A story in the New York Times reports on the ‘deeply flawed system’  that determines reimbursement pay to  doctors and hospitals. It is a timely topic indeed, since the new health care laws require by the end of this year the Secretary of Health and Human Services Kathleen Sebelius to send Congress a plan to revise the way Medicare adjusts payments to reflect regional differences in hospital wages.

The potential for such a plan to have major economic as well as political implications is significant, given that wages can represent 65% or even more of a hospital’s costs – a figure that varies widely from region to region (a nurse in San Francisco makes twice the wage of a nurse in a same-sized city in the midwest).

It is the difference in hospital costs, in fact, that is the major driver behind the $15,000 difference between the cost of a standard angioplasty by a Stanford-trained surgeon in a southern California hospital and by a Stanford-trained surgeon in a super-deluxe private hospital in Mexico.

Under the new health law, geographic adjustments may not increase total costs to Medicare.

The story is based on a study commissioned by the White House in March of 2010 and was conducted by the National Academy of Sciences on Medicare payment practices.

The report criticizes Medicare’s current distribution method for its budget of tens of billions of dollars using an algorithm including  regional variations in wages, rents and other costs, hospital market classifications and doctor payment zones.  The current system defines 441 hospital labor markets and 89 doctor payment zones; more than a third of these ‘zones’ are actually state-wide blanket rates. 

In its report, an expert panel from the Institute of Medicine issued the consensus that the system of paying doctors has “fundamental conceptual problems;”  the report was even harsher in its assessment of the payout system for hospitals, describing the method as “so unrealistic that almost 40 percent of them have been reclassified into higher-paying areas”

In a wonderful illustration of an answer of the ‘easier said than done’  variety, the study recommends a  solution:  to recreate the payment system as one that  “recognizes a single set of 441 payment areas for doctors and hospitals alike.”

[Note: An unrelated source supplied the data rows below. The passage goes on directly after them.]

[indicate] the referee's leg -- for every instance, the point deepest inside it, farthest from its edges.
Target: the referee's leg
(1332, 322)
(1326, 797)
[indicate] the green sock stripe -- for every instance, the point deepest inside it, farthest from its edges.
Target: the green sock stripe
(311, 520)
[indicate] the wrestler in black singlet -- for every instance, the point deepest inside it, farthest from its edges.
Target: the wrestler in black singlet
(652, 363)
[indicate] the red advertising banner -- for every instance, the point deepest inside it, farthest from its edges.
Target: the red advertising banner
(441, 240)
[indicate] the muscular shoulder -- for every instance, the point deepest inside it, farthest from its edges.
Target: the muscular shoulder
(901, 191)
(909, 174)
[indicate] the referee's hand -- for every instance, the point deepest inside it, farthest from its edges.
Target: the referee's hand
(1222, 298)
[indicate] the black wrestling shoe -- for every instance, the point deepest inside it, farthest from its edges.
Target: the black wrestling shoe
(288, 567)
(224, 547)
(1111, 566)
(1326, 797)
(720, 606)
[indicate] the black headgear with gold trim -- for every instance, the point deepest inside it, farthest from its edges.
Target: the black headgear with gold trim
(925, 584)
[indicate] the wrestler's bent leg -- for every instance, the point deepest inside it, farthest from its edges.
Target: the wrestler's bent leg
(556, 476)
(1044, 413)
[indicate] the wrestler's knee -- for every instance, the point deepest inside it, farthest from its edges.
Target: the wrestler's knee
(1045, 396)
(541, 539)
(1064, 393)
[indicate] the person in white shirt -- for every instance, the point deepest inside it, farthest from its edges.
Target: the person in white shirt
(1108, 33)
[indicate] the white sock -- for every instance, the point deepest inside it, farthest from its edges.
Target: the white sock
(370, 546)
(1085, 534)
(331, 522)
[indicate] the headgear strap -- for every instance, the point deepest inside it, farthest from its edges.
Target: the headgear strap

That  makes perfect sense if the purpose of the study was really to find out if Medicare payments are fair and balanced (that’s the real fair and balanced I am talking about, not the fair and balanced like Fox News).  The thing is, that was not really the purpose of the study – the real purpose of the study was votes, and the lawmakers who sought to get them by contending that doctors and hospitals in the states of Iowa, Minnesota, Wisconsin (for example)  have been shortchanged by flaws in the Medicare system.  

This history of underpayments, they say, has had the resulting effect of driving away quality health care, and making accessibility to specialists an expensive proposition for residents of these  states.  They need the study to increase Medicare payments so that the new voters they will attract with their proposed Medicare laws will have access to better health care.

Since the total Medicare budget is not increasing but merely being redistributed,  naturally there will be winners and losers – with, in all likelihood,  more losers in midwestern states where payments to doctors in rural areas would decrease to offset the increases in payments to urban doctors.

This argument did not find purchase with the expert panel behind the study, which reported that the geographic adjustments would be made in the name of increased Medicare payment accuracy, and not for purposes of addressing real or forecasted shortages in access to specialists or other health care services.

A representative of the Iowa Medical Society expressed his disappointment that the report failed to acknowledge the reality that Medicare’s payment algorithm overemphasizes the importance of geographic differences in office rents. 

The importance of this issue was echoed by the chairman of the study panel, who noted that Medicare’s current measure of assessing regional differences in commercial office rents is based on published rental rates for two-bedroom apartments, which does not accurately reflect the prices doctors are paying for office space, unless of course that doctor’s office space is in a two-bedroom apartment.

The panel will analyze the impact of its recommendations in a report next spring.